HIGH CHO CONCENTRATIONS IN DRINKS SUPPRESS DRINK INTAKE.
Wilk, B., Brien, E., & Bar-Or, O. (1999). Carbohydrate drink content and voluntary drinking pattern in boys exercising in the heat. Medicine and Science in Sports and Exercise, 31(5), Supplement abstract 1484.
Children exercising in the heat need to take fluid frequently to prevent dehydration. When a CHO supplement is used, it is possible that the concentration of CHO might affect the volume of fluid ingested. Young boys (9-12 yr; N = 11) performed three identical sessions (35 degrees, Celsius, 50% relative humidity) consisting of four 20-minute exercises at 50% VO2max, with an inter-bout rest of 10 minutes. Grape flavored chilled water, 6% CHO supplement, and 12% CHO supplement were ingested, each on one particular occasion.

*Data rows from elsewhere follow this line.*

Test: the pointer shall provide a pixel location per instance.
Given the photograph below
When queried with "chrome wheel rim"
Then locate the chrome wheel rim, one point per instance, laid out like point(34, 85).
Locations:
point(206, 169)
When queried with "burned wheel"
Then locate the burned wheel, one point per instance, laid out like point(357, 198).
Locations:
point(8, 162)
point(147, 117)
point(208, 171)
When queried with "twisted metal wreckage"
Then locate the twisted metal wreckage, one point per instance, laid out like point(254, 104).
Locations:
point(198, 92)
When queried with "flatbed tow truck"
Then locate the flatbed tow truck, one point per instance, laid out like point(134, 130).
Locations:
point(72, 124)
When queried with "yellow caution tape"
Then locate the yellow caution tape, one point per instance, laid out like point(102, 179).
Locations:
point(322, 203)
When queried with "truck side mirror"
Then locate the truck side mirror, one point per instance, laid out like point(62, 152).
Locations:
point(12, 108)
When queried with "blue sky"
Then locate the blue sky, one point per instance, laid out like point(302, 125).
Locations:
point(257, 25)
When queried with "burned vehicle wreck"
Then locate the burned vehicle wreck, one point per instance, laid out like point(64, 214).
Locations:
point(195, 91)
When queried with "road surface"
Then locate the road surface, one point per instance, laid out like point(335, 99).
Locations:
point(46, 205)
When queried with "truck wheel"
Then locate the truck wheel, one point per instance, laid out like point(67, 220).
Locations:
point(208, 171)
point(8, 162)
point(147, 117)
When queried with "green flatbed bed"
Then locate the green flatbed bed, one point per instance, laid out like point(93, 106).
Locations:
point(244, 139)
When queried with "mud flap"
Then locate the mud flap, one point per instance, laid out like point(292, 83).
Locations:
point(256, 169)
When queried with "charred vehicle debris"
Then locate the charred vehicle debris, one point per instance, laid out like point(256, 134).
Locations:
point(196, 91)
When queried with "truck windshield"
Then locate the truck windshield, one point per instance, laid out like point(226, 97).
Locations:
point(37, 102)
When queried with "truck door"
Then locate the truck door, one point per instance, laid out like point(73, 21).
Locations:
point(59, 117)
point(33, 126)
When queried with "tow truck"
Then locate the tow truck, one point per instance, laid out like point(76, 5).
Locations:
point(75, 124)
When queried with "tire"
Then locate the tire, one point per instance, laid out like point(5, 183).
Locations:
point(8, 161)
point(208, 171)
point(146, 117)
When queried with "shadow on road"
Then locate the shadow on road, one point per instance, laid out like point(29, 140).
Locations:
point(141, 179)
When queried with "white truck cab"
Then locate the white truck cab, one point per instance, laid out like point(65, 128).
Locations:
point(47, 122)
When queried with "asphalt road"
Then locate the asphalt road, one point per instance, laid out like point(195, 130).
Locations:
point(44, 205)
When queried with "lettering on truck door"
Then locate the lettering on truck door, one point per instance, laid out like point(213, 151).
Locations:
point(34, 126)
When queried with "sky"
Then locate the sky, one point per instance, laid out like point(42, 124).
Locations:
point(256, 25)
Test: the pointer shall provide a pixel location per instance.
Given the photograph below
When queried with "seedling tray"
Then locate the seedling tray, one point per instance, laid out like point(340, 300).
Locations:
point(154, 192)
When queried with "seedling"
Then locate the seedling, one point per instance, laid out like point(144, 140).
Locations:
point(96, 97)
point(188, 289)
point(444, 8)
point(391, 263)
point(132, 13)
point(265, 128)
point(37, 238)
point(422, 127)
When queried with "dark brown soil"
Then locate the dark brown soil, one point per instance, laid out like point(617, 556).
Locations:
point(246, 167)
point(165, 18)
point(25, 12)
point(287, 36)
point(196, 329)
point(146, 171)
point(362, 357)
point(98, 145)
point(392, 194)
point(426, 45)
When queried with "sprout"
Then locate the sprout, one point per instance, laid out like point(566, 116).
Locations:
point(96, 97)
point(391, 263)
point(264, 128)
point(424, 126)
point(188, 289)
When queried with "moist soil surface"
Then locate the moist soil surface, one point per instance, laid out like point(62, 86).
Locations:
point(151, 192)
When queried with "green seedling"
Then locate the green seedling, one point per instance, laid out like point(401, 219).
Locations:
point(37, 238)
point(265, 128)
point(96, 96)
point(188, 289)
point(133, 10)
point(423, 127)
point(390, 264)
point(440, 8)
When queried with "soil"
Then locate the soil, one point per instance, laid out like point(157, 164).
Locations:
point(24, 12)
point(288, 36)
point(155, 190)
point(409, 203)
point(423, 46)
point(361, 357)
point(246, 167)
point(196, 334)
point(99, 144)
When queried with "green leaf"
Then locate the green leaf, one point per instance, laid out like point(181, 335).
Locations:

Drink intake was 5.5% higher in the 6% CHO condition than the water alone condition. It was 9.4% lower than water-alone in the 12% CHO condition. All components of body fluid balance and physiological and perceptual variables were similar between conditions.
Implication. CHO drinks, which are too concentrated, reduce the perceived need of young boys to drink.